21.12.04

Post Scriptum # 436

Contos de Luís Graça no Granito.

Concluimos hoje a apresentação dos novos contos de Luís Graça, com a publicação da terceira e última parte do excelente "´Tá Tudo na Maior?", pertencente ao seu livro "15 Desatinónimos para Fernando Pessoa", a publicar em breve.

'TÁ TUDO NA MAIOR?
(Terceira Parte)


Mais um delírio. Mais outro grande momento para a história da música. Até as ameaças de nuvem se balançaram no swing compassado da voz Leal. E Bernie Soares voltou para o volante do microfone.
- Há muitos intelectuais que não gostam do Roberto Leal. "E dão a sua opinião. Mas uma opinião é uma grosseria, mesmo quando não é sincera. Toda a sinceridade é uma intolerância. Não há liberais sinceros. De resto, não há liberais.
Ah! é um erro doloroso e crasso aquela distinção que os revolucionários estabelecem entre burgueses e povo, ou fidalgos e povo, ou governantes e governados. A distinção é entre adaptados e inadaptados: o mais é literatura, e má literatura. O mendigo, se é adaptado, pode amanhã ser rei, porém perdeu com isso a virtude de ser mendigo. Passou a fronteira e perdeu a nacionalidade."

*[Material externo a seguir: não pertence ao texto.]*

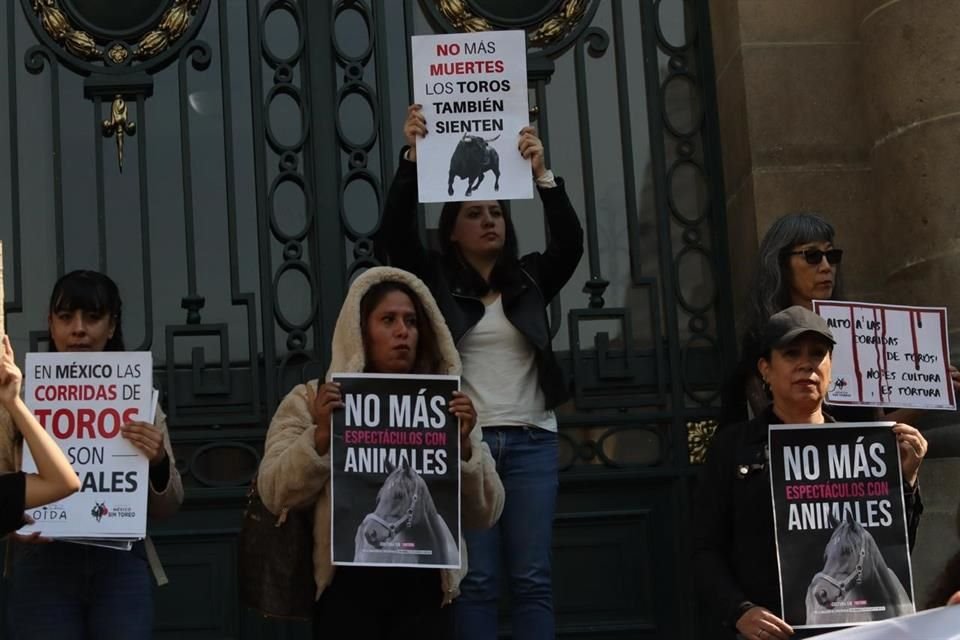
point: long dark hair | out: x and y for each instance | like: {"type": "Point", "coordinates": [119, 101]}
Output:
{"type": "Point", "coordinates": [90, 292]}
{"type": "Point", "coordinates": [771, 289]}
{"type": "Point", "coordinates": [428, 354]}
{"type": "Point", "coordinates": [451, 251]}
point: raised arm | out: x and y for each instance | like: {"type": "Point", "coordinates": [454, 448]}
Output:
{"type": "Point", "coordinates": [399, 235]}
{"type": "Point", "coordinates": [555, 266]}
{"type": "Point", "coordinates": [55, 478]}
{"type": "Point", "coordinates": [293, 472]}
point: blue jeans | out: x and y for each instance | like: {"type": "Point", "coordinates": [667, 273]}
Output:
{"type": "Point", "coordinates": [64, 591]}
{"type": "Point", "coordinates": [527, 463]}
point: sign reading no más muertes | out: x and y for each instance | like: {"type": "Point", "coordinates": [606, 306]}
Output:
{"type": "Point", "coordinates": [473, 90]}
{"type": "Point", "coordinates": [889, 356]}
{"type": "Point", "coordinates": [395, 472]}
{"type": "Point", "coordinates": [82, 400]}
{"type": "Point", "coordinates": [840, 521]}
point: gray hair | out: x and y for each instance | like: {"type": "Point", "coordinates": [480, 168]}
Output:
{"type": "Point", "coordinates": [771, 289]}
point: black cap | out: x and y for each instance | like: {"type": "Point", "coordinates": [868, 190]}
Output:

As horas passaram. As horas voaram.Tema após tema. Delírio após delírio. Lisboa a suar de prazer. Lisboa voraz de música. Lisboa a destilar ânsias de melodia. Os "Village Persons" a sair do palco. Zeus a assobiar pelo meio das barbas, a pedir bis, lá das galinheiras. Neptuno a bater com os pés lá do fundo dos oceanos. Então e os encores? Encore, rien? Atão eles na voltam ao palco?
Voltou só um a anunciar a surpresa. Ricky Reis:
- Thank you, Lisboa. Especialmente para vocês, já em pleno prolongamento, a última surpresa. Para as meninas já tivemos um louro. E agora anunciamos um chocolatinho, bem moreno, para os meninos. É uma jovem promessa de Newark, toca piano e fala inglês: Alícia Chaves.
Por amor de Deus! Ai o nosso coração. Alícia Chaves cantou e encantou em "If I ain't got you", dedicado ao líder da banda e seu conselheiro musical, Bernie Soares.
- Esta miúda vai longe... e desnivela-se em conglomerados de sombra, recortados de um lado a branco, com diferenças azuladas de madrepérola fria (página 385).
Final do concerto. Todo a malta a penantes para casa. Músicos e entourage para os bastidores. E o Bernie com tiques de estrela do rock, a lançar olhares libidinosos às miúdas que lhe apareciam pela frente.
Mesa farta, tipo casamento. Bernie mandou-se às entradas: melão de Almeirim com morcela. E verde à pressão.
- "Conheço, translata, a sensação de ter comido de mais. Conheço-a com a sensação, não com o estômago. Há dias em que em mim se comeu de mais. Estou pesado de corpo e lorpa de gestos; tenho vontade de não me tirar dali de maneira nenhuma."
E vá de sentar a Alícia ao colo, sem respeito nenhum:
- Ai não te chamas mesmo Alícia Chaves? Chaves é nome artístico, porque a tua família é de Chaves e emigrou para os States... tem piada, só agora é que sei disto... e já te ando a dar conselhos há uns tempos...
"As tuas mãos são rolas presas. Os teus lábios são rolas mudas (que aos meus olhos vêm arrulhar). Todos os teus gestos são aves. És andorinha no abaixares-te, condor no olhares-me, águia nos teus êxtases de orgulhosa indiferente. Tu és toda alada." (página 292).
Bernie sentia um prazer imenso em ter Alícia ao seu colo. "Todo o prazer é um vício, porque buscar o prazer é o que todos fazem na vida, e o único vício negro é fazer o que toda a gente faz."
E a madrugada correu suave. Croquetes, paio, lombo enguitado (petisco alentejano, não conhecem?), batatas fritas de pacote, lagosta à Terminator, aletria, mousse de chocolate caseira, lasagna clássica e vegetariana. Coisas da música.
Depois, Fernando Pessoa entrou no convívio, a esfregar as mãos. O festival tinha corrido bem.
- Amanhã, já sabem. Todos prontinhos às 14 horas, temos um gig em Loures, no Pavilhão Paz e Amizade.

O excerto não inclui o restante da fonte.